Flow stress of commercially pure niobium over a broad range of temperatures and strain rates

Abstract

The thermomechanical response of a commercially pure niobium (CP niobium) is investigated systematically in quasi-static (Instron, servohydraulic) and dynamic (UCSD's recovery Hopkinson) compression. Strains over 70% are achieved in these tests over a temperature range of 77–800 K and strain rates of 10 −3 to 8000 s −1. At the macroscopic level, the flow stress of CP niobium, within the plastic deformation regime, is dependent strongly on the temperature and strain rate. At temperatures below 296 K (room temperature), the flow stress of CP niobium at quasi-static strain rates is more sensitive to the temperature than it is at high strain rates. Dynamic strain aging occurs at ∼400 K at quasi-static strain rates. The microstructure of the deformed samples shows that adiabatic shearbands occur at low temperatures and high strain rates. Deformation twins are seen outside these shearbands.
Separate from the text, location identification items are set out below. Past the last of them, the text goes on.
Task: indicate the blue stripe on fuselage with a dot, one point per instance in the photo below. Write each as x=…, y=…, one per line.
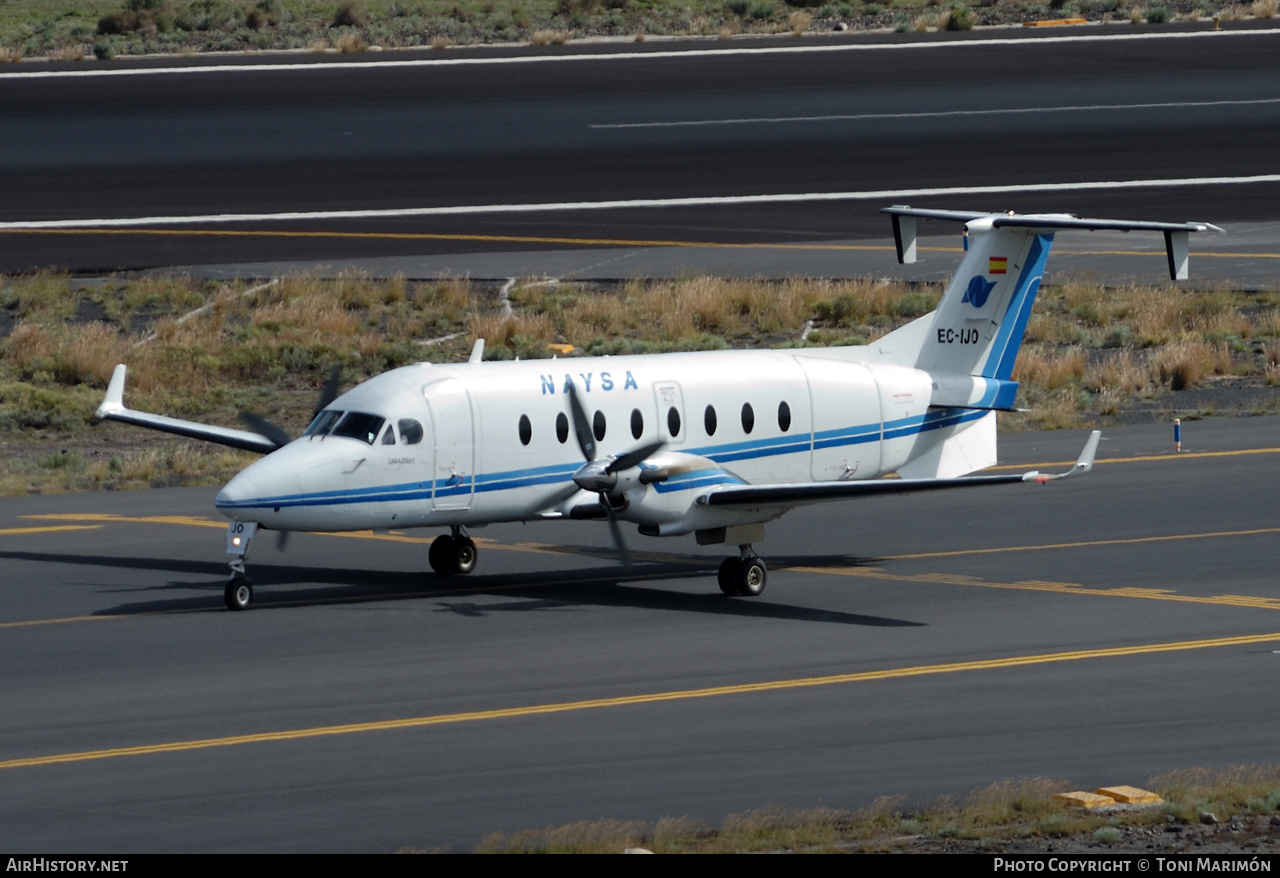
x=562, y=472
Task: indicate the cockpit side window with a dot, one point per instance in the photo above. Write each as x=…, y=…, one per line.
x=323, y=423
x=411, y=431
x=360, y=425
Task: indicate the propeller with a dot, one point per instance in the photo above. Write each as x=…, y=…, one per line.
x=278, y=434
x=600, y=475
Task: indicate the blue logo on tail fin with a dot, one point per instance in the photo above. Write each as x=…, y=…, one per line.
x=979, y=288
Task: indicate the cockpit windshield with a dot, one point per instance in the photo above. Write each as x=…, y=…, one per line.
x=323, y=423
x=353, y=425
x=359, y=425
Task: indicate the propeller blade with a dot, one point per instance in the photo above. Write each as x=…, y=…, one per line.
x=616, y=531
x=634, y=457
x=330, y=391
x=581, y=429
x=265, y=428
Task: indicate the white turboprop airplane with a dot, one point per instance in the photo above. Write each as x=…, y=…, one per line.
x=712, y=443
Results of the temperature- and strain-rate-jump tests show that, the corresponding microstructural changes are not significant. Finally, based on the concept of dislocation kinetics, paralleled with the systematic experimental investigation, a model describing the flow stress of CP niobium under high strain rates is developed by combining the effects of the long-range barriers to the motion of dislocations, with those of the short-range temperature- and strain rate-dependent barriers. The predicted flow stress and the experimental results are compared, attaining good agreement.